As if springing the job-cut surprise on trade unions in a hastily called meeting wasn’t enough to ruin its credibility, SAA also has another credibility problem lurking in the wings.

Earlier in 2019, it implemented a 5.9% wage deal with pilots. Yet at the same time, it was asking its employees in the bargaining unit — cabin crew, customer service agents and the management — to settle for 0%.

This anomaly has a history that requires unravelling. The management’s hands were largely tied on the pilots’ issue. Nonetheless, it has now placed them in an impossible bind regarding the rest of the workforce.

Pilot conditions of service are part of a 10-year agreement signed in 2010. Such long-term agreements with pilots are common in the airline industry.

Independent consultants benchmark the wage component of the agreement against pilots globally. The consultants also recommend an annual increase based on a benchmark assessment with other executives in the economy. That amount was very comfortably above inflation at 5.9%.  

The SAA management engaged with the SAA Pilots Association (Saapa) to forego the increase on the grounds that the company could not afford it. The pilots agreed to engage, but before this could take place, says Saapa chair Grant Back, SAA informed them that it intended to challenge the 2010 agreement. Saapa then made use of the remedy in the agreement, which is to refer the matter to arbitration.

Pilot negotiations

The arbitrator ruled in favour of the pilots. SAA asked Saapa if they could defer some of the increase and pay it over the year. When Saapa responded by saying they would do so if the 10 year agreement was extended for another five years   , SAA refused and implemented the agreement. The pilots were paid and given their back pay.

In the past week, Back says he was called to a meeting with the department of public enterprises and senior SAA management and asked that pilots voluntarily pay back the money and revert to their previous level of remuneration.
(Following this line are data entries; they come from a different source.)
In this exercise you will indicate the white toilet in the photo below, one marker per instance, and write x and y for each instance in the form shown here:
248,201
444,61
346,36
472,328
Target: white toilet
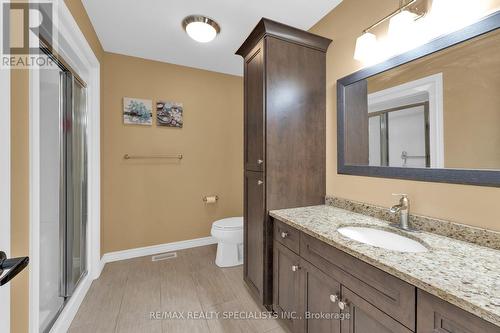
229,235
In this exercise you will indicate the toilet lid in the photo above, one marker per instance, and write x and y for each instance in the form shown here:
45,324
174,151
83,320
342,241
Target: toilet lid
229,223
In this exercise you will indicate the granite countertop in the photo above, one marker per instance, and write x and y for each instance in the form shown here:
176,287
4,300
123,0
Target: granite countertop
464,274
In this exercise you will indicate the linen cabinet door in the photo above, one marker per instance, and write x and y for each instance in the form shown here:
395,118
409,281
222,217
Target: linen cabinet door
286,286
321,294
254,109
363,317
254,230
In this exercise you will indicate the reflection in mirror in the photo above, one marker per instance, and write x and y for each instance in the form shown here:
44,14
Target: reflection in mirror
440,111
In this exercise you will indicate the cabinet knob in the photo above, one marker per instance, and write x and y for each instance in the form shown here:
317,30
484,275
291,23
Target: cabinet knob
334,298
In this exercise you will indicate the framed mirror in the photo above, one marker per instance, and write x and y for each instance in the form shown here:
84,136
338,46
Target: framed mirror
431,114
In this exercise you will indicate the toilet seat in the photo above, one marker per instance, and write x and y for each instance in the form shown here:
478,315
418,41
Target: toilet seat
230,223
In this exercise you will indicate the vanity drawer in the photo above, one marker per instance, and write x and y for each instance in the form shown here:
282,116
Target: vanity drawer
287,235
386,292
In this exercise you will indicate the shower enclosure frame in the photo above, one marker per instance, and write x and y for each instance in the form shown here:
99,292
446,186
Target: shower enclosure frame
73,47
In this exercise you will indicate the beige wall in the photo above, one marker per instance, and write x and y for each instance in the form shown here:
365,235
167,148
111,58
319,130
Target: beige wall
471,205
20,167
471,81
148,202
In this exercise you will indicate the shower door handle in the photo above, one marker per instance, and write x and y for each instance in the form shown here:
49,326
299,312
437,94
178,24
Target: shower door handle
14,265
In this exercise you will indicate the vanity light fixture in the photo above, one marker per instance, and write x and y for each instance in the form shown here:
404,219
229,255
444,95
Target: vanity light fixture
400,19
201,28
366,44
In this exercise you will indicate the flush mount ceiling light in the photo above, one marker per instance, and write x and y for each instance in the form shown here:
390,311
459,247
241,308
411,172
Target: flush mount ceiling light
200,28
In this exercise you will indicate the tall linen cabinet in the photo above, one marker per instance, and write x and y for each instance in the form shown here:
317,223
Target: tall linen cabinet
284,145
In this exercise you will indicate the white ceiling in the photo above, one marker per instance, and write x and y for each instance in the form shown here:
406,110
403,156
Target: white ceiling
152,29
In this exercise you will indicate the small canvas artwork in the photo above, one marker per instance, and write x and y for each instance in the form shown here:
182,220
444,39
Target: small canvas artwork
137,111
169,114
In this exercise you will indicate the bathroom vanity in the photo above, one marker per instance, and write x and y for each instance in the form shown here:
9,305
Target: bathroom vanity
325,282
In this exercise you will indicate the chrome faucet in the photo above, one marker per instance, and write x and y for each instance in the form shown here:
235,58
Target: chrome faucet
403,208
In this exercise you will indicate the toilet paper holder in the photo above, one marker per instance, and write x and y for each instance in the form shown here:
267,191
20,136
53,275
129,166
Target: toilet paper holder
210,199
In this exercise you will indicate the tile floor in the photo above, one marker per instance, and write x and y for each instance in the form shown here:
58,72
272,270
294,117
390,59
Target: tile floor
122,299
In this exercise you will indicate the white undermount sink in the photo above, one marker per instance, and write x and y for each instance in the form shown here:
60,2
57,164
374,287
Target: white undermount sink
382,238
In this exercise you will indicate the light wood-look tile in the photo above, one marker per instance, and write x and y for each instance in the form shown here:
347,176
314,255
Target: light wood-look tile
122,299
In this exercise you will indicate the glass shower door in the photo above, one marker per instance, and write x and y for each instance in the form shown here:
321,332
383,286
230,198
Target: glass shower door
76,188
50,194
63,190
Pilots have not taken the suggestion well, he says, and have asked for another meeting with the management that is yet to be held.

The message from the department of public enterprises and SAA management to employees is that unless all of them do their bit to save the airline they will all go down together. This is the same message finance minister Tito Mboweni hopes to convey to public service workers in an attempt to lop R50bn off the budget to avoid SA’s debt spinning out of control.

At SAA, it is not a message to which employees are receptive. From customer service assistants at the counters all the way to pilots at the top, employees have little faith that either the board or management have the ability to turn the airline around.

In that context, it is not hard to see why the story that “we will all sink or swim together” is not gaining any traction. SAA employees, like their counterparts at Eskom and in the public service, are not in the mood to take the pain for previous management failures and escapades.  

Clarification: November 13

A previous version of the story said that when SAA asked Saapa if they could defer some of the increase and pay it over the year, Saapa asked for more compensation for doing so. This has been clarified in the story to explain that Saapa said they would do so if the agreement was extended for another five years.